After working for a few hours, Netflix is again inaccessible to any of my devices. Once again, the diags in the Netflix app on my phone show my Internet connection is fine but the connection to the "Netflix Android Server" is down. As an additional test, I disabled Wi-Fi on my phone to and in the Netflix app to force it to go to the Internet over AT&T's 4G network instead of through my AT&T Gb Internet service. Same result - Internet connection shows as working, connection to Netflix server is down. Based on what's in that article referenced in post #16 (see the comments about how the authors identified server names and locations), Netflix should be able to trace the issue to the server I'm connecting to and pinpoint the problem. Of course, that would require having customer support personnel who have a clue, or at least know how to report an issue to someone who can identify the problem.


----------



## joshjr (Aug 2, 2008)

This does appear to be a Netflix issue but I thought I would share a few things it could be on the ISP side. You should ask your Internet Service provider if they are behind a Carrier Grade Nat. If so, you are going to be limited on the amount of connections you can have before hitting the NAT Block Limit. Once you hit that limit, you will see lots of issues like no internet or dropping out. The ISP that I work for, we have to assign a static IP to allow for more connections. That solves a lot of the issue. What I was going to have you do was try it on wifi as well. It that worked then it could be an ISP issue. What I am wondering though is I think you said both your ISP and cell provider are AT&T. I wonder if they are having issues. Might be worth asking though.


----------



## the2130 (Dec 18, 2014)

joshjr said:


> This does appear to be a Netflix issue but I thought I would share a few things it could be on the ISP side. You should ask your Internet Service provider if they are behind a Carrier Grade Nat. If so, you are going to be limited on the amount of connections you can have before hitting the NAT Block Limit. Once you hit that limit, you will see lots of issues like no internet or dropping out. The ISP that I work for, we have to assign a static IP to allow for more connections. That solves a lot of the issue. What I was going to have you do was try it on wifi as well. It that worked then it could be an ISP issue. What I am wondering though is I think you said both your ISP and cell provider are AT&T. I wonder if they are having issues. Might be worth asking though.

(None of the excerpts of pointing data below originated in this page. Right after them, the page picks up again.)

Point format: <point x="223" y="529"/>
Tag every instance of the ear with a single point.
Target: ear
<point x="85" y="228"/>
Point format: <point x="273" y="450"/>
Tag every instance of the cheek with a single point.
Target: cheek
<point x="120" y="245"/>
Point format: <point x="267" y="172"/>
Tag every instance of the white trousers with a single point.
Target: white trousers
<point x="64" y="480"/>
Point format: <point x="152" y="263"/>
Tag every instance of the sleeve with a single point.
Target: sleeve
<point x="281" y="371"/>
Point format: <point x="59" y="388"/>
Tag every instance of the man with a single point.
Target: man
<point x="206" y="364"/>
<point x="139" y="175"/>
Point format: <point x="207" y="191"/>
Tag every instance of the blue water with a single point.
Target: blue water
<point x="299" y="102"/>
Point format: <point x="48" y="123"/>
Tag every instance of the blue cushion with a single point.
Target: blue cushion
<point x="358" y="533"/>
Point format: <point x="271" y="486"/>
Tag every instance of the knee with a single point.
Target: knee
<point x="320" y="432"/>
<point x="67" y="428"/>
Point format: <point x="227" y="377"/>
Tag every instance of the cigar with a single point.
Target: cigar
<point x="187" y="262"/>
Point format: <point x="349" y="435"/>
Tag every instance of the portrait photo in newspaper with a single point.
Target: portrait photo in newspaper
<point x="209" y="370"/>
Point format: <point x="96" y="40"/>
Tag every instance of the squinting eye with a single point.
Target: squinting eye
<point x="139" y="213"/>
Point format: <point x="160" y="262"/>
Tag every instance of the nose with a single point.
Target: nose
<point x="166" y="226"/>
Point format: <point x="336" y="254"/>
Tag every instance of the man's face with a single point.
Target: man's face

It sounds like you haven't read what I posted previously, so I will say it again. EVERYTHING WORKS FINE EXCEPT NETFLIX. The issue is exactly the same on both my wired and wireless devices. It is the same whether i am going through my router to get to the Internet or connecting over the cellular network. I can stream Amazon, Hulu, MLB, Vudu, and anything else as much as I want without issue. I have UNLIMITED Gb fiber service. I can run speed tests all day long and get throughput upwards of 200Mbps on my wired devices and close to 1000Mbps on my wired devices. I stream hours of MLB some days. The diagnostics in the Netflix app itself show that I am getting upwards of 200Mbps, that my Internet connection is working properly, and that the issue is due to NO CONNECTION TO A NETFLIX SERVER.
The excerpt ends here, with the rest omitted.